Iran poses the most significant threat to U.S. Central Command’s complex area of responsibility, Centcom commander Army Gen. Joseph L. Votel told the Senate Armed Services Committee today.
Centcom has dealt with a number of significant challenges over the past 12 months, including in Iraq and Syria, Pakistan, Yemen, Egypt and the Sinai, the Bab-el-Mandeb strait, he said.
“We are also dealing with a range of malign activities perpetrated by Iran and its proxies operating in the region,” the general said at the hearing on the posture of U.S. Central Command and U.S. Africa Command.
“It is my view that Iran poses the greatest long-term threat to stability for this part of the world,” Votel said.
Iranian activities of concern, according to Votel, include “malign influence across Iraq and Syria,” and efforts to prop up the Syrian regime and exploit Shia population centers.
‘Highly Complex Area’
The Centcom area of responsibility, which covers four million square miles from the Arabian Gulf region into Central Asia, remains a “highly complex area, widely characterized by pervasive instability and conflict,” he said.
The region is “increasingly crowded” with external nation-states, including Russia and China, that are pursuing their own interests in attempting to shift alliances, Votel said.
“The central region has come to represent the nexus for many of the security challenges our nation faces,” he said, “and, most importantly, the threats in this region continue to pose the most direct threat to the U.S. homeland and the global economy.”

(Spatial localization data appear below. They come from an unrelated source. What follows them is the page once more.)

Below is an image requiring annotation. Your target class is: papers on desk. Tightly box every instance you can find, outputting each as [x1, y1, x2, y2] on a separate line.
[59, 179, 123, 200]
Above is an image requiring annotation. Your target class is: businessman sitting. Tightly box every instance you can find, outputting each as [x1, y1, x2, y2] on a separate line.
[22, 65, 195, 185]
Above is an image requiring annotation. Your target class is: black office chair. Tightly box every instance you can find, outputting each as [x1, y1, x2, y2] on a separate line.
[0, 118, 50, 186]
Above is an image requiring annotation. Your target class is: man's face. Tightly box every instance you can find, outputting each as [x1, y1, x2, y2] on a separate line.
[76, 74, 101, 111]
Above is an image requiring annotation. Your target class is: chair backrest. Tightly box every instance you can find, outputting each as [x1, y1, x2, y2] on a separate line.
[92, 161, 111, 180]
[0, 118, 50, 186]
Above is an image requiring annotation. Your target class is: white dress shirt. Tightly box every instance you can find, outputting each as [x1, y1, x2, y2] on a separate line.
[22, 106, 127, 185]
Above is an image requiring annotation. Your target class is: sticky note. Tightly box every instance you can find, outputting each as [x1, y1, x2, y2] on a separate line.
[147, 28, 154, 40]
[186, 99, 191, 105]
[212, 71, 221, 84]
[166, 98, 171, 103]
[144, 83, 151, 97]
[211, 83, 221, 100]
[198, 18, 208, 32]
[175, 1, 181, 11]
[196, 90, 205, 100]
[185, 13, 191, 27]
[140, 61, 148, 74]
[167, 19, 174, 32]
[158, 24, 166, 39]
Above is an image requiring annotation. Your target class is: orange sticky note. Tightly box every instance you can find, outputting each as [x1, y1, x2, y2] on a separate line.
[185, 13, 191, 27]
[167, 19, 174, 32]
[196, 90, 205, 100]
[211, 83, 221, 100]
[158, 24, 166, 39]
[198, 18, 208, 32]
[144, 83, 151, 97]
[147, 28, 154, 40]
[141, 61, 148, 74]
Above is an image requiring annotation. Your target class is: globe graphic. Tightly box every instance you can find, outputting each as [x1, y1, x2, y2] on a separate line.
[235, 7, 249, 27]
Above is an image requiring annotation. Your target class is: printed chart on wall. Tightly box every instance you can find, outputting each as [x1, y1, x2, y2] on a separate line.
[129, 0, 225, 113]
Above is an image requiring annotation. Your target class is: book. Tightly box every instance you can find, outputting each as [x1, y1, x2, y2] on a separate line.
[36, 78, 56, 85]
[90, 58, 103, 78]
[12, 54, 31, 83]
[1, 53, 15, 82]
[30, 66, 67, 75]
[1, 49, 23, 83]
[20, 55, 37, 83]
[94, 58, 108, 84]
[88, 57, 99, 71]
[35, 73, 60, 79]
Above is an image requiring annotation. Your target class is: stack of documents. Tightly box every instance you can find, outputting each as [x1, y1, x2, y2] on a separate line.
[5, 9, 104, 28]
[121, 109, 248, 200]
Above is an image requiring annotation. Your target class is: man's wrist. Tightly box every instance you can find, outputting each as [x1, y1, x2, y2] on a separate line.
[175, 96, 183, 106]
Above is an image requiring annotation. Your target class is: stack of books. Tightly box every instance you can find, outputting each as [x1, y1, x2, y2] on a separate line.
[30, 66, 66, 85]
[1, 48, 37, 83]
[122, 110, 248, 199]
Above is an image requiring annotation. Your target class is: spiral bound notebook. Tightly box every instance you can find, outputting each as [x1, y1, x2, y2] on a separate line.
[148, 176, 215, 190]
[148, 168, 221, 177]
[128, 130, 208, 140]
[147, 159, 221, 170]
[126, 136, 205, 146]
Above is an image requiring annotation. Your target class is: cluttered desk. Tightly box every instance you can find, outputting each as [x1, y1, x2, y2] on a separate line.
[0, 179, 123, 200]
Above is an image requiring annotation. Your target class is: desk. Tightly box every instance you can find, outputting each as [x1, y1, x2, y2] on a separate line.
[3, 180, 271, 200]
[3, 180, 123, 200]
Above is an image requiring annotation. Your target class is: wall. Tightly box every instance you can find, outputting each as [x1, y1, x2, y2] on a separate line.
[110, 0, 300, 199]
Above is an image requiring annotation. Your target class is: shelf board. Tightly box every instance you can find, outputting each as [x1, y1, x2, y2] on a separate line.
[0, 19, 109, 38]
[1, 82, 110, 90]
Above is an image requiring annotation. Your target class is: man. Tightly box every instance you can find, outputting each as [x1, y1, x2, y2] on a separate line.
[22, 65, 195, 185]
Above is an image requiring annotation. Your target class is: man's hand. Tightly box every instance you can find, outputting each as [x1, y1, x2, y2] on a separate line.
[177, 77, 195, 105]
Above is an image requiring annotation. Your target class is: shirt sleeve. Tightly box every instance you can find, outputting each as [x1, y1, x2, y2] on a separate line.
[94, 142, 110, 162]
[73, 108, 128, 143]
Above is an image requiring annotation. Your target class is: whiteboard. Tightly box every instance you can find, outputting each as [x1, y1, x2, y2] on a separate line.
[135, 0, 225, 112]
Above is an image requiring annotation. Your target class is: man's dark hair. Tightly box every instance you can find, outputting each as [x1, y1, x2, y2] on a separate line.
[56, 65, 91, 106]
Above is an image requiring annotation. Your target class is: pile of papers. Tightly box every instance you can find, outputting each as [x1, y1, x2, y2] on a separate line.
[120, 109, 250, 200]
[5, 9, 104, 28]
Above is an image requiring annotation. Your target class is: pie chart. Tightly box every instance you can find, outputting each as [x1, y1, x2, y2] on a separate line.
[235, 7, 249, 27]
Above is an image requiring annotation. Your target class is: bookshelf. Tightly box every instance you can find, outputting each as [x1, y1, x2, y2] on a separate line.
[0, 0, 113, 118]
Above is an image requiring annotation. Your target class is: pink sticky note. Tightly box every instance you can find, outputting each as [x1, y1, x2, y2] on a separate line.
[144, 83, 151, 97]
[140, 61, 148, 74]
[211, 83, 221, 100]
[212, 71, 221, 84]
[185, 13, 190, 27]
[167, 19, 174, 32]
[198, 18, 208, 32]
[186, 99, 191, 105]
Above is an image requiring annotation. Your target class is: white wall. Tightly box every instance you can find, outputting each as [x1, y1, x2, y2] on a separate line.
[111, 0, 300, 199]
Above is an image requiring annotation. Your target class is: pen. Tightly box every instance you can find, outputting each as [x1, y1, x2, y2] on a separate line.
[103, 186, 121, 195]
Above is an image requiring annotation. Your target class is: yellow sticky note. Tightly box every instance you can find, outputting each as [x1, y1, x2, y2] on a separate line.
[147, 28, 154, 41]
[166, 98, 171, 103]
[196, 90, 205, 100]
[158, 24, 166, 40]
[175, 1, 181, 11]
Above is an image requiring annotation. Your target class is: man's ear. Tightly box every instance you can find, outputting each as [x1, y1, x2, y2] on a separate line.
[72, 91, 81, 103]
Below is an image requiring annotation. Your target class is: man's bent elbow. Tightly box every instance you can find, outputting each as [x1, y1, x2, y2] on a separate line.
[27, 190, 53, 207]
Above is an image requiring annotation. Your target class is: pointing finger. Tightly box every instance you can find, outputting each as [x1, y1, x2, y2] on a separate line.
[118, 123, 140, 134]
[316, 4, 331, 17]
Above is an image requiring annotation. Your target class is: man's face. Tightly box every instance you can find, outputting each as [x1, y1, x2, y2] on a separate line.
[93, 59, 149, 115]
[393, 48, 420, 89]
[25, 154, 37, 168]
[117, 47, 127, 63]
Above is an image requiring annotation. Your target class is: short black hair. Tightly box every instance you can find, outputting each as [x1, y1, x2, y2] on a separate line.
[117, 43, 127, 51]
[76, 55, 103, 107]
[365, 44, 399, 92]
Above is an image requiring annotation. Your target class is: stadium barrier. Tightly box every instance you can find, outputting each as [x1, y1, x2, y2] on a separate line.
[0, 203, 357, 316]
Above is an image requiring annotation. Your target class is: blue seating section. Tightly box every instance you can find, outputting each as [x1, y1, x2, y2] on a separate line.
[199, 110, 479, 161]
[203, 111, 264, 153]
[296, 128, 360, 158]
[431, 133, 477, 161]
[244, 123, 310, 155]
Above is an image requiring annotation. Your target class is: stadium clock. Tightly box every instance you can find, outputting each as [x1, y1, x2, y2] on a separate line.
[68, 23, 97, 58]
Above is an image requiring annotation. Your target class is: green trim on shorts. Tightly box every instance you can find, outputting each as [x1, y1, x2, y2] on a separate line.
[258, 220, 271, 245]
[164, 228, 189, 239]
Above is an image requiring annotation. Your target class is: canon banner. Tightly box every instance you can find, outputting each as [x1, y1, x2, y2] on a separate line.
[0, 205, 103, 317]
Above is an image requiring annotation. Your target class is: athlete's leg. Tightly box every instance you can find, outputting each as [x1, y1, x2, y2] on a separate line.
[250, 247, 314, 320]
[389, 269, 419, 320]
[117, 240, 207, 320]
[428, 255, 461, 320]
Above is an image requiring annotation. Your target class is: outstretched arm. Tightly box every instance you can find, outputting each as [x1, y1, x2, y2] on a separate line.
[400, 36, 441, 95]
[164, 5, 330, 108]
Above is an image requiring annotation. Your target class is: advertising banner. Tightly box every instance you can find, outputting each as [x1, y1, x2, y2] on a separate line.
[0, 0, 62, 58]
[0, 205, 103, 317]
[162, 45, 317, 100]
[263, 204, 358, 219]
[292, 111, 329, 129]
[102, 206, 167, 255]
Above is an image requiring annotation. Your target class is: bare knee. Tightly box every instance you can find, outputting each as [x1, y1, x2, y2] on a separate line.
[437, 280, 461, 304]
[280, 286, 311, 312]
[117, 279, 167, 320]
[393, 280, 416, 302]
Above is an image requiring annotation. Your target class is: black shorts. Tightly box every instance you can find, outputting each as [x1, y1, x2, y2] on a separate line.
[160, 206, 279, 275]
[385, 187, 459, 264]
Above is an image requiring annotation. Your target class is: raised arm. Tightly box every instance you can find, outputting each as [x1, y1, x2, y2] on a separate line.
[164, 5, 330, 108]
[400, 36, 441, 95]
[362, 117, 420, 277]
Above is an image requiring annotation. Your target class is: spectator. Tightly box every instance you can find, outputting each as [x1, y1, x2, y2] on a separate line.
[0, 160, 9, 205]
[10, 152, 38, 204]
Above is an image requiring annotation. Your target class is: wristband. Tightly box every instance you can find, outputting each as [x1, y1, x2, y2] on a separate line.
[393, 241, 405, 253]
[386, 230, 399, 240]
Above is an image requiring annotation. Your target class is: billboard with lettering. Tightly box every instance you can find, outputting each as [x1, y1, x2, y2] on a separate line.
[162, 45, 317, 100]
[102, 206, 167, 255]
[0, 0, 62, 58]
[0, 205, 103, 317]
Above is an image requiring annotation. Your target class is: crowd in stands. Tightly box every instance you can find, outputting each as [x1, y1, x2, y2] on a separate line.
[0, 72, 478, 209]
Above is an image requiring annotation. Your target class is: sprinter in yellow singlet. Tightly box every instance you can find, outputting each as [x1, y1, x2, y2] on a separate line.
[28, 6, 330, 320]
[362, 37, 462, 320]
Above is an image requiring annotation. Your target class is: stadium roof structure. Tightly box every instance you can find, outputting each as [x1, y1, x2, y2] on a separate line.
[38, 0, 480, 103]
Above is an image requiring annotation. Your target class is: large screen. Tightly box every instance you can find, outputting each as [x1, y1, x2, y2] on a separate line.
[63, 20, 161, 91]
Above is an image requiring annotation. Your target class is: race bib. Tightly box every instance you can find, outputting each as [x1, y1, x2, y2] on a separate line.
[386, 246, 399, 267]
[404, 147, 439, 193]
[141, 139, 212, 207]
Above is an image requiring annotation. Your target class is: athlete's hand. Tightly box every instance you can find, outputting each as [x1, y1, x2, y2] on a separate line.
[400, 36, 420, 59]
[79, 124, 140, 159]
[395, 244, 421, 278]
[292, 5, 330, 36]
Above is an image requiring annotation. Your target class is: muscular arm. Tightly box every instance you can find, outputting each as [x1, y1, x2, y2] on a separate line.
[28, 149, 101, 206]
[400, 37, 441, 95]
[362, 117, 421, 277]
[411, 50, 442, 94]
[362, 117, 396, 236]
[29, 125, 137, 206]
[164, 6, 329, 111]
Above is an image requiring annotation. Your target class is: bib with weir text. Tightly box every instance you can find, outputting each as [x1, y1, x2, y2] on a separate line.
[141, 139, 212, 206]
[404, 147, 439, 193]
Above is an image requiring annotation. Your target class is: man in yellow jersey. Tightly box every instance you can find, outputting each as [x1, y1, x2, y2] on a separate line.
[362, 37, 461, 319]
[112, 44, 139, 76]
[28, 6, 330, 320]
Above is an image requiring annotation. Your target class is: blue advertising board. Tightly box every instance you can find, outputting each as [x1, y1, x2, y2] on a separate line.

Violent extremist groups such as al-Qaida and the Islamic State of Iraq and Syria are taking advantage of the fragile security environment of heightened ethno-sectarian tensions, economic uncertainty, and weak or corrupt governance, Votel explained.
“These groups have clearly indicated their desire and intent to attack the U.S. homeland, our interests abroad and the interest of our partners and allies,” he said.
Progress in Counter-ISIS Fight
The coalition against ISIS continues to build momentum in defeating the terrorists in Iraq and Syria, and is pressuring the terrorists on multiple fronts and across all domains, according to Votel.
He highlighted the importance of working with coalition members and partners on the ground.
“As you are seeing clearly demonstrated in Iraq and Syria, Afghanistan, Yemen and elsewhere throughout our area of responsibility, we have adopted a ‘by, with and through’ approach that places a heavy reliance on indigenous forces,” Votel said.
The counter-ISIS campaign, now in its third year, is on track with its military plan to defeat the terrorists in Iraq and Syria, according to Votel.
“While we must take the necessary actions to counter immediate threats, such as ISIS in Iraq and Syria,” Votel’s written statement to the committee said, “we also need to find ways to address these and other root causes of instability if we hope to achieve lasting positive effects in that part of the world.”
The Afghanistan’s security forces are beginning their third year with full responsibility for security, with limited U.S. or coalition support, Votel pointed out.
While the Taliban made gains in 2016, the Afghan forces quickly responded and reversed some Taliban gains, he said. It is essential, according to the general, for the United States to continue to assist the Afghan forces in addressing capability gaps, including in aviation.
Votel said he and Army Gen. John W. Nicholson, the commander of the Resolute Support mission in Afghanistan, are developing advice and recommendations for Defense Secretary Jim Mattis on the way forward in Afghanistan.
“I do believe it will involve additional forces to ensure that we can make the advise and assist mission more effective,” Votel said.